ミシェル・フーコーの<繊細ナル精神>は、極左主義を捨てた後の10年間のうちに、ダダイズム以来の理論的前衛を気取るテロリズム急進主義とも手を切ったわけだが、彼はこの精神を《自己への配慮》と命名した、言いかえるなら哲学がそれである。
かくして今や、脱構築=再構築の五ヵ年計画〔五年ごとにめまぐるしく変わる見取り図〕の数々は人の心をうんざりさせ、粛清合戦はほとんど何の変動も惹き起こさず、極端や過剰による超克の試みも海辺の砂遊びに他ならなくなった。
ソクラテスはダイモーンを友としていた。軽挙妄動を慎み、隠忍自重せよ、と何かを目論むのではなく、むしろ拒絶せよと彼の耳にささやく、かのダイモーンを。それと同様にミシェル・フーコーのもつ厳密な意味で否定的な普遍性は、いかなる至高の<善>なるものも燦然と輝かせたりはしない、そうではなく、見るに耐えぬものから眼を外らしてはならぬという、至高の位置からの強制をわれわれに課してくるものなのだ。

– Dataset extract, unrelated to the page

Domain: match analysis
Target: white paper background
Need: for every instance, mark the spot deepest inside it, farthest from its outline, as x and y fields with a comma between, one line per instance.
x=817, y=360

この地球と呼ばれる星の至る処で繰り広げされている<人権>をめぐる闘争において唯一の頼みとなる原則としては、諸悪を分析するに際しての明敏さ、そして約束を交わすことに対する破廉恥、これをおいて他に何があるだろうか? それゆえにこそフーコーなのである。
彼の書き残した数々の書物を読み終える度ごとに、私はまた新たな理解を深めつつ、かの誰もが知っている詩句を口ずさむ。
《不気味なものあまたあれど、人間ほどに不気味なものさらになし》(『アンティゴネー』)今や彼はその<場ならざる場>に、《まちの頂きに<国>から追放されて》、場も定めがたき奇妙な存在のままに、雷鳴に追われながらもけっして取り返されることのない一条の閃光となって、そこにどとまっている。